I think the key challenge lies in integrating along the periodic boundary by treating it as an interior edge.
poisson_dg_SIPG_dirichlet.edp (2.2 KB)
poisson_dg_SIPG_nuemann.edp (2.1 KB)

Could you please tell me what periodic boundary conditions you want to implement in the code?.

Thank you so much for your response!
I want to implement the periodic boundary conditions on the left (4) and right (2) boundaries, i.e., u(0,y)=u(1,y).
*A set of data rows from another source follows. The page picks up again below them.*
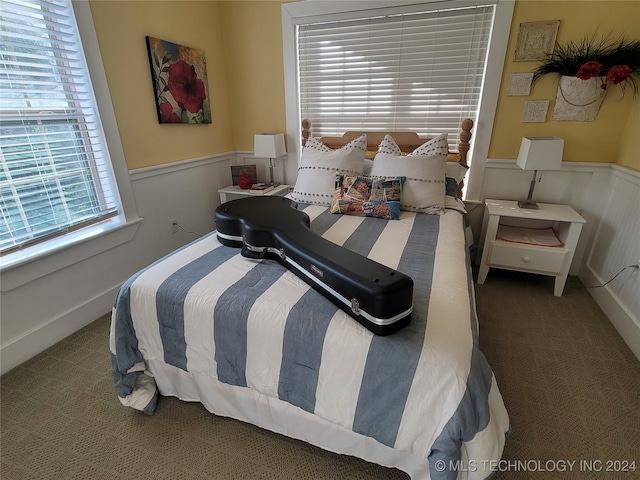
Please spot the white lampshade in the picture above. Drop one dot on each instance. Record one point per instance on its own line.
(540, 153)
(269, 145)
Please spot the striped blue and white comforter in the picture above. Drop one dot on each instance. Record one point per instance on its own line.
(206, 309)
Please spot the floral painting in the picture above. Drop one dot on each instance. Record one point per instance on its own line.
(179, 76)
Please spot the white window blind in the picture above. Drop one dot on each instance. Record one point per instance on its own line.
(419, 71)
(55, 172)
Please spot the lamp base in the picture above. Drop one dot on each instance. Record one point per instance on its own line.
(528, 205)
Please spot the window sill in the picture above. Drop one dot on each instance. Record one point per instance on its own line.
(22, 267)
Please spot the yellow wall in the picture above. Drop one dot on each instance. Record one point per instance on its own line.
(243, 46)
(121, 27)
(597, 141)
(252, 33)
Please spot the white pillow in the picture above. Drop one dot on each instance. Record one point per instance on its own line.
(424, 168)
(318, 168)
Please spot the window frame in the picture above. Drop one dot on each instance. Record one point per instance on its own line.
(32, 262)
(302, 12)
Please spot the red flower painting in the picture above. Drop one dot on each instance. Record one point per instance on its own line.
(180, 82)
(185, 86)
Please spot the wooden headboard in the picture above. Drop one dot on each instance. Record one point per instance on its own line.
(407, 141)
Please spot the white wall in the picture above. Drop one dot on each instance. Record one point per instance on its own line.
(608, 197)
(43, 311)
(40, 313)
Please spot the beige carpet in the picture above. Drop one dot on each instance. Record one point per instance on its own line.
(571, 386)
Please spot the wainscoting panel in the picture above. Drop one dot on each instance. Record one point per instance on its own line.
(41, 311)
(616, 244)
(608, 197)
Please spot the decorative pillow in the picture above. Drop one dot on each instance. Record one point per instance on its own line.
(424, 169)
(368, 197)
(318, 168)
(454, 173)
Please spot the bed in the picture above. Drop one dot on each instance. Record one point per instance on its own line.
(252, 341)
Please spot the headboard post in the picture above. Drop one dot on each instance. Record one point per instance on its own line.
(465, 137)
(306, 131)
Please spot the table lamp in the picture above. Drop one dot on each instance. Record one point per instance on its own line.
(271, 146)
(539, 153)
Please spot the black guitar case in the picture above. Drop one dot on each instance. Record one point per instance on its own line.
(378, 297)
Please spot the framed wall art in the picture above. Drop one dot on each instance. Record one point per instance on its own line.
(179, 76)
(535, 40)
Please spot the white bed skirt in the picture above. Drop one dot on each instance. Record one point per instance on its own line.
(275, 415)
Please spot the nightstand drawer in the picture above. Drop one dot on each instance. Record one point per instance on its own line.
(520, 257)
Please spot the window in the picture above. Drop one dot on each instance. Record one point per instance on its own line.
(56, 174)
(407, 67)
(419, 71)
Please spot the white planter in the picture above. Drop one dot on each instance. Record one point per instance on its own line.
(578, 100)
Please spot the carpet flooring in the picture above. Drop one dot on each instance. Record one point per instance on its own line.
(570, 384)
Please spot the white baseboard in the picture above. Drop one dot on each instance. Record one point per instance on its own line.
(620, 317)
(36, 340)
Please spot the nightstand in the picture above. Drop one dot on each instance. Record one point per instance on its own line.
(233, 192)
(519, 252)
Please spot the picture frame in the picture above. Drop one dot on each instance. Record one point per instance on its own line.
(535, 40)
(237, 170)
(180, 86)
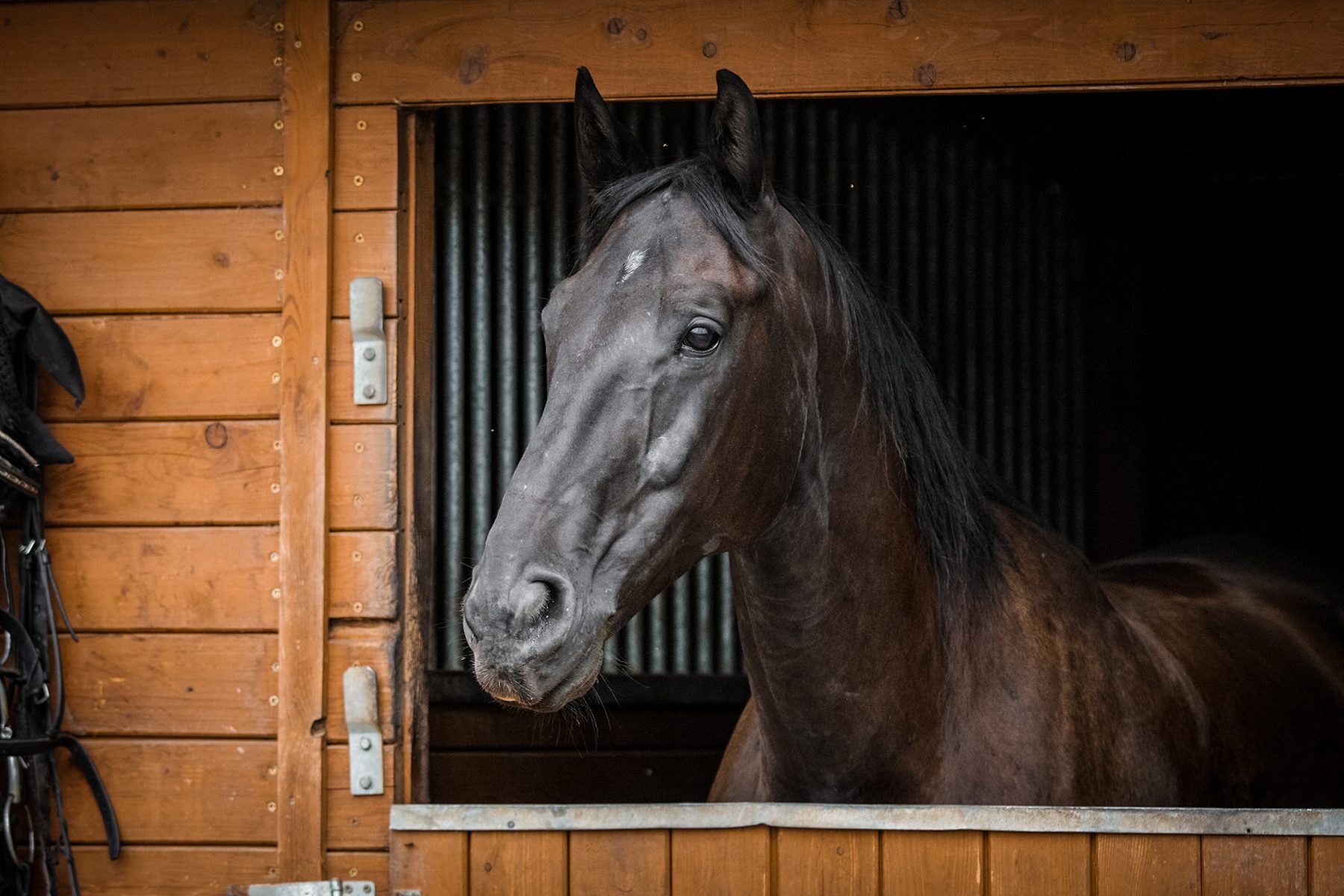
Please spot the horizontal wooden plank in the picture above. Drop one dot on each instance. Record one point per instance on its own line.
(193, 260)
(410, 52)
(171, 684)
(361, 645)
(202, 366)
(356, 822)
(186, 578)
(139, 52)
(172, 871)
(141, 156)
(179, 473)
(363, 245)
(362, 479)
(362, 575)
(361, 865)
(340, 378)
(178, 791)
(364, 158)
(564, 777)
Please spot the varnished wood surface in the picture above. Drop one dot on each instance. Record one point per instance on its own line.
(366, 158)
(134, 52)
(302, 781)
(363, 245)
(141, 156)
(410, 52)
(167, 473)
(221, 685)
(199, 366)
(210, 260)
(167, 578)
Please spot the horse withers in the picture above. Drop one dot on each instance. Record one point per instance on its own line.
(722, 379)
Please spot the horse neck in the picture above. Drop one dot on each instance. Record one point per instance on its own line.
(838, 615)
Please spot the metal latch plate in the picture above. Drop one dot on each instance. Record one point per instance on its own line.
(369, 340)
(366, 739)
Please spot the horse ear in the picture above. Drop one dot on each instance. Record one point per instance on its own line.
(606, 148)
(737, 151)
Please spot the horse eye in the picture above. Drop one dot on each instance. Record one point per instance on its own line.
(700, 339)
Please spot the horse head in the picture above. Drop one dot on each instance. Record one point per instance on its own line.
(680, 363)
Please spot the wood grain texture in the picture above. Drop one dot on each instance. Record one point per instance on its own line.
(362, 489)
(1039, 864)
(366, 158)
(340, 381)
(1327, 862)
(371, 865)
(139, 52)
(363, 245)
(523, 864)
(174, 871)
(809, 862)
(1254, 865)
(1156, 864)
(356, 822)
(302, 782)
(432, 862)
(134, 579)
(195, 260)
(178, 791)
(612, 862)
(932, 862)
(721, 862)
(166, 473)
(202, 366)
(362, 575)
(171, 684)
(140, 156)
(361, 645)
(410, 52)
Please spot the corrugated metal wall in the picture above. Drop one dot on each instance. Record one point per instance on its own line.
(971, 243)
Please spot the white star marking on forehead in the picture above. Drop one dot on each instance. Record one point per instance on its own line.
(632, 264)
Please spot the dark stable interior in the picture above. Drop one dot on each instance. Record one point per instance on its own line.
(1202, 233)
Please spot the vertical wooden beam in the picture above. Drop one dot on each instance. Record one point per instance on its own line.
(302, 432)
(417, 452)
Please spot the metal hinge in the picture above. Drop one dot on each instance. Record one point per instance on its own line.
(334, 887)
(366, 739)
(369, 340)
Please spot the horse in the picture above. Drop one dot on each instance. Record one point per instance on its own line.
(722, 379)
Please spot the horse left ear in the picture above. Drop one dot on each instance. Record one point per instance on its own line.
(737, 149)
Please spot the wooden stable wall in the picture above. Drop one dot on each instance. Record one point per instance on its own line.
(788, 862)
(190, 187)
(164, 191)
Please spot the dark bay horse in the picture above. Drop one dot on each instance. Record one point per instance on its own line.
(721, 379)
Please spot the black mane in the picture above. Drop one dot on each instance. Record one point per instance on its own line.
(952, 509)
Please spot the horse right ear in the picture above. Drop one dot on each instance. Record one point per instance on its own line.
(606, 148)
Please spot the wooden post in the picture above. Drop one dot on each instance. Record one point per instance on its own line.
(302, 430)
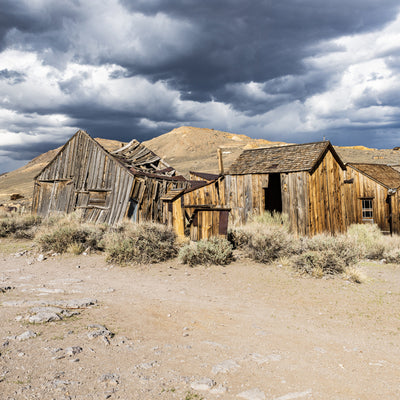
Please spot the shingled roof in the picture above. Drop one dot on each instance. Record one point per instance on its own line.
(383, 174)
(291, 158)
(137, 157)
(369, 156)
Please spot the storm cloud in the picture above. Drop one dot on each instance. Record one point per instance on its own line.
(290, 70)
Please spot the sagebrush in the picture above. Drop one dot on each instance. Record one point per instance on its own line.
(140, 243)
(215, 250)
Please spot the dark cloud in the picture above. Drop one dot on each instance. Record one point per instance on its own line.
(249, 57)
(12, 77)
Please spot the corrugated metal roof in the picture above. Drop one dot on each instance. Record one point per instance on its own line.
(383, 174)
(291, 158)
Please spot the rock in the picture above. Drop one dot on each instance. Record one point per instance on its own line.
(147, 365)
(218, 390)
(109, 379)
(252, 394)
(82, 303)
(225, 366)
(203, 384)
(295, 395)
(259, 359)
(4, 289)
(71, 351)
(26, 335)
(102, 332)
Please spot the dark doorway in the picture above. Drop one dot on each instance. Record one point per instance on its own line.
(273, 195)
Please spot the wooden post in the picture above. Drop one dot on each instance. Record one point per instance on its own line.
(220, 163)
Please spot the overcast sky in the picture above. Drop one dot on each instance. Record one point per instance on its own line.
(291, 70)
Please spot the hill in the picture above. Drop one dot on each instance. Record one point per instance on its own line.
(186, 149)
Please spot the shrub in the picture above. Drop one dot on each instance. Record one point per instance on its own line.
(140, 243)
(216, 251)
(264, 243)
(275, 218)
(19, 226)
(72, 237)
(369, 238)
(327, 255)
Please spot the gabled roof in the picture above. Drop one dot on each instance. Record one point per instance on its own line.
(136, 156)
(368, 156)
(205, 175)
(383, 174)
(291, 158)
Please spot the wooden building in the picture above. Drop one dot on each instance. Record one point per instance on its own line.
(304, 181)
(108, 187)
(372, 196)
(199, 210)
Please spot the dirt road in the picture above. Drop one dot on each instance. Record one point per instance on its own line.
(168, 331)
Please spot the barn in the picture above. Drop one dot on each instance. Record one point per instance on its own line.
(305, 181)
(107, 187)
(372, 195)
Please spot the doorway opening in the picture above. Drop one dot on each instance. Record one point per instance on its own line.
(273, 194)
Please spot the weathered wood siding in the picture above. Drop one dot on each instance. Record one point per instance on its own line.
(244, 194)
(294, 192)
(363, 187)
(313, 201)
(147, 191)
(199, 211)
(74, 178)
(326, 203)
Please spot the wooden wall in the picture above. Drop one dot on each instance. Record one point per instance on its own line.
(327, 208)
(244, 194)
(314, 201)
(365, 187)
(201, 211)
(85, 176)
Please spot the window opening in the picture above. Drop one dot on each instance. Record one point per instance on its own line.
(367, 211)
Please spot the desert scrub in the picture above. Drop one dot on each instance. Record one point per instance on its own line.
(19, 226)
(264, 243)
(140, 243)
(72, 237)
(327, 255)
(271, 218)
(216, 251)
(369, 239)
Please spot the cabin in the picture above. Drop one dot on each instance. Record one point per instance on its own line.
(198, 211)
(305, 181)
(107, 186)
(372, 195)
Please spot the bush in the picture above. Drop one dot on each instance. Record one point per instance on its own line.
(73, 238)
(327, 255)
(275, 218)
(19, 226)
(369, 239)
(140, 243)
(264, 243)
(216, 251)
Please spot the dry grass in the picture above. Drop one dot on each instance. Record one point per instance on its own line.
(264, 243)
(19, 226)
(216, 251)
(140, 243)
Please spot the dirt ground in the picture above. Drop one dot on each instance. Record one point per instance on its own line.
(244, 331)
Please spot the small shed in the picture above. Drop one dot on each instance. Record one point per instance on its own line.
(107, 187)
(372, 195)
(198, 211)
(305, 181)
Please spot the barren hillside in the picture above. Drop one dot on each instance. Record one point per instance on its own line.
(186, 149)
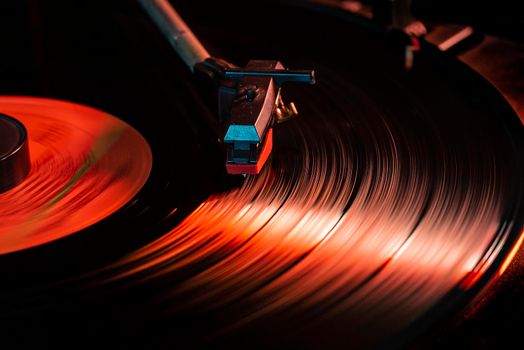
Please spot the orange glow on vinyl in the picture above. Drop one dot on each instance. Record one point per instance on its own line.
(85, 165)
(511, 254)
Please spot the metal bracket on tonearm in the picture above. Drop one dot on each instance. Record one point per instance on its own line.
(250, 103)
(249, 98)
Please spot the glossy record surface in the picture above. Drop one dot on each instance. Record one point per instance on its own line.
(387, 204)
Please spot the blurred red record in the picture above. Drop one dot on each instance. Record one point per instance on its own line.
(85, 165)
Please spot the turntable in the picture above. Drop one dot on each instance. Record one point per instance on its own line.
(281, 174)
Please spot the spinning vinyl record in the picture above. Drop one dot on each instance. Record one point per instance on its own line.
(86, 164)
(387, 205)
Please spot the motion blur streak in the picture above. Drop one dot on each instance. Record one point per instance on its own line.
(85, 164)
(356, 223)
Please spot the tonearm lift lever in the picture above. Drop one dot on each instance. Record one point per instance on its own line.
(249, 99)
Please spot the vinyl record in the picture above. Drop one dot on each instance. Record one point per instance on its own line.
(86, 165)
(389, 203)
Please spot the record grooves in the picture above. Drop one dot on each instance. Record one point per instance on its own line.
(387, 205)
fespace Vh(Th, P1dc, periodic = [[2, y], [4, y]]);

The upper and lower boundaries I use 0 nuemann.

Poisson_Periodic_DG_MI.edp (3.5 KB)
(Can you please arrange the output properly).

I hope results will comes goods. There are some silly errors in codes. I will check it. Can you send me the code by arranging the output properly?.

image1372×335 13.4 KB

I have modified the layout of the output
Poisson_Periodic_DG_MI.edp (3.1 KB)

Poisson_Periodic_DG_MI.edp (4.6 KB)
(Increase your penality parameter).

Poisson_Periodic_DG_MI(Latest).edp (3.1 KB)
(Result getting improve if you increase penality parameter)

Thanks for your reply!
I observed that under the low penalty parameter, when I set the number of grids to 512 or bigger, the error was not consistent with the theoretical result.
Is this because the jump term was not considered in int1d(Th, 2) and int1d(Th, 4)?
Should this part be taken into account?

Your intalleges terms are not properly wriiten. I will share a refine version of it to you today.
Regarding low penality, penality parameter depends on methods.

OK! I am extremely grateful for your sharing and correction!

Dear Monirul,

I’m very sorry to bother you again, but I’m still having trouble identifying what is wrong with the intalledges terms in my DG implementation.

I would greatly appreciate it if you could share your refined version of the intalledges terms.

Thank you so much for your time and help.

Your code is correct but not written in a proper way. If you use definition of macro for the Neumann derivative term inside intalledges term then it will look goods. Okay. I will share you today.

Sure, really appreciate it!!!

Your formulation are different brother. Macro definition is not working in your formulations.
I have seen in intalledges term, you are dividing by 2. But it should be divide by nTonEdge although your code gives good results.

nTonEdge = 2 on the inner edge, so I directly divide by 2.
Anyway, thanks a lot for your reply!